Messaggioda Ful il 31/08/2008, 12:11

Alitalia, i "coscritti" della Fenice in attesa dei 16 miliardi per Milano 2015
Hanno risposto al premier con una "puntata minima" che produrrà interessanti favori


Dagli aeroplani all'immobiliare
Le contropartite per l'operazione


Beretta (Confindustria): "Progetto ambizioso. Serve però un partner internazionale"
di ALBERTO STATERA


"ALZI la mano chi non sarebbe pronto a investire nell'Alitalia!" esclamò come sempre guascone Silvio Berlusconi il 7 giugno scorso dinanzi ai giovani industriali riuniti a Santa Margherita Ligure.

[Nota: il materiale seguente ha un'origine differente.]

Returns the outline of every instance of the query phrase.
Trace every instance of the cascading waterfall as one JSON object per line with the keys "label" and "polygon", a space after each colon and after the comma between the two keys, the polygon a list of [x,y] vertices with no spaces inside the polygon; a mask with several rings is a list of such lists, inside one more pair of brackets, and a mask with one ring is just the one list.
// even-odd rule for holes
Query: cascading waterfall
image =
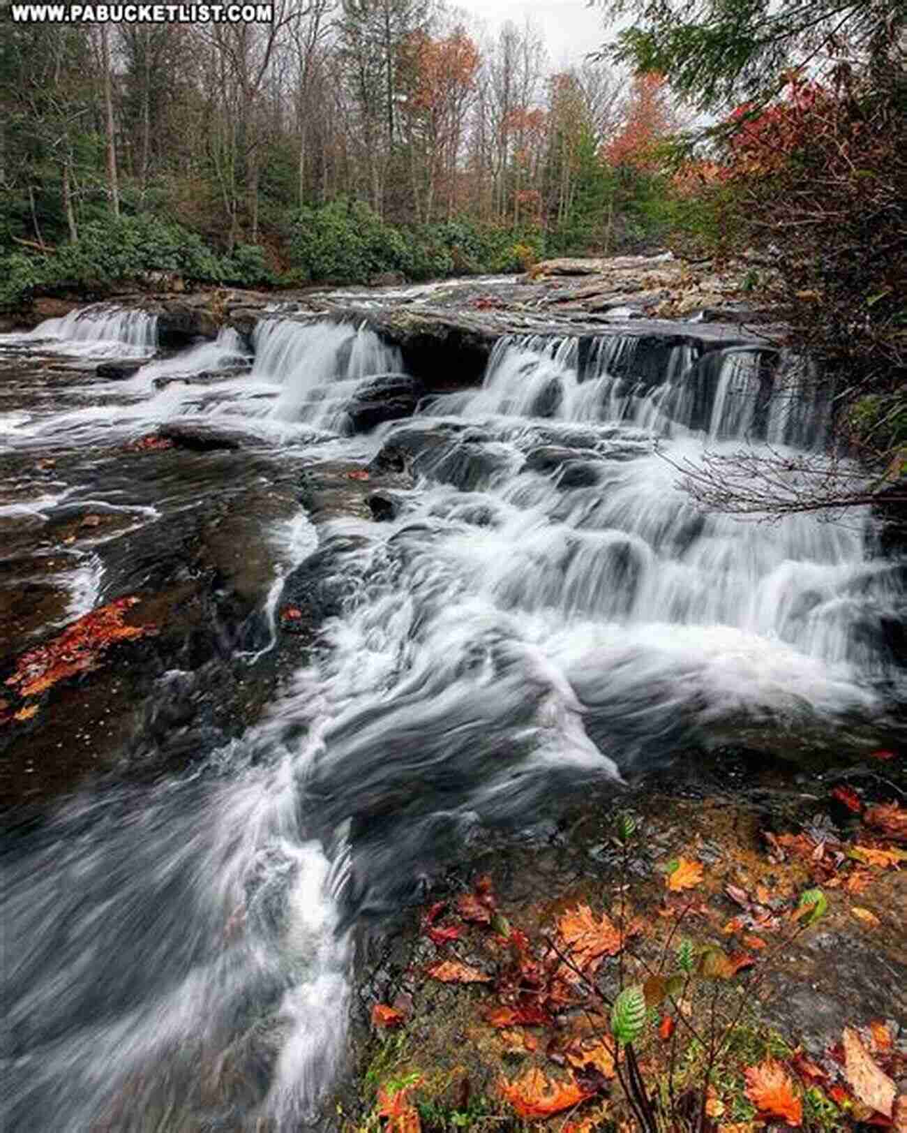
{"label": "cascading waterfall", "polygon": [[32,339],[59,339],[71,351],[80,346],[86,353],[106,348],[113,343],[121,348],[121,355],[152,353],[157,346],[157,316],[146,310],[110,307],[99,304],[70,310],[62,318],[45,318],[28,335]]}
{"label": "cascading waterfall", "polygon": [[699,353],[684,340],[642,334],[596,339],[581,357],[574,338],[505,337],[482,389],[443,404],[487,414],[574,421],[622,421],[660,436],[710,441],[822,442],[830,400],[810,364],[772,349],[731,346]]}
{"label": "cascading waterfall", "polygon": [[400,351],[366,326],[267,318],[256,325],[253,377],[281,385],[272,415],[342,432],[365,378],[400,373]]}
{"label": "cascading waterfall", "polygon": [[[153,363],[132,392],[188,373],[147,402],[185,412],[191,372],[236,347]],[[324,321],[265,320],[255,347],[251,374],[223,383],[247,395],[216,404],[240,421],[267,414],[276,436],[290,420],[342,428],[360,383],[401,368],[367,329]],[[794,359],[780,372],[787,400],[761,348],[506,339],[481,390],[354,450],[332,441],[332,455],[367,448],[374,468],[393,458],[413,480],[385,522],[263,520],[267,639],[237,661],[248,678],[297,586],[332,604],[305,666],[202,767],[75,799],[9,857],[0,1124],[296,1133],[343,1066],[351,927],[421,900],[473,840],[741,723],[884,718],[905,698],[889,640],[905,571],[873,557],[869,512],[846,526],[702,514],[659,454],[695,461],[754,435],[818,445],[827,416],[808,374]],[[256,453],[255,476],[317,469],[314,448]],[[177,477],[214,469],[206,505],[251,461],[164,452],[148,467],[171,457]],[[164,672],[155,707],[194,679]]]}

La sala plaudente di fans si fece repentinamente sorda e grigia, molti distolsero imbarazzati lo sguardo dall'amor loro interdetto sul palco e nessuno ebbe il coraggio di alzare né una mano né un dito. Neanche la neopresidente di Confindustria Emma Marcegaglia, la cui azienda di famiglia spicca oggi tra i magnifici sedici ardimentosi che si sono iscritti al club dei salvatori della patria, accettando di partecipare al "Pittoresco Capitalistico" che va sotto il nome di "Operazione Fenice", quella che dovrebbe far risorgere dalle ceneri l'ectoplasma della Compagnia di bandiera.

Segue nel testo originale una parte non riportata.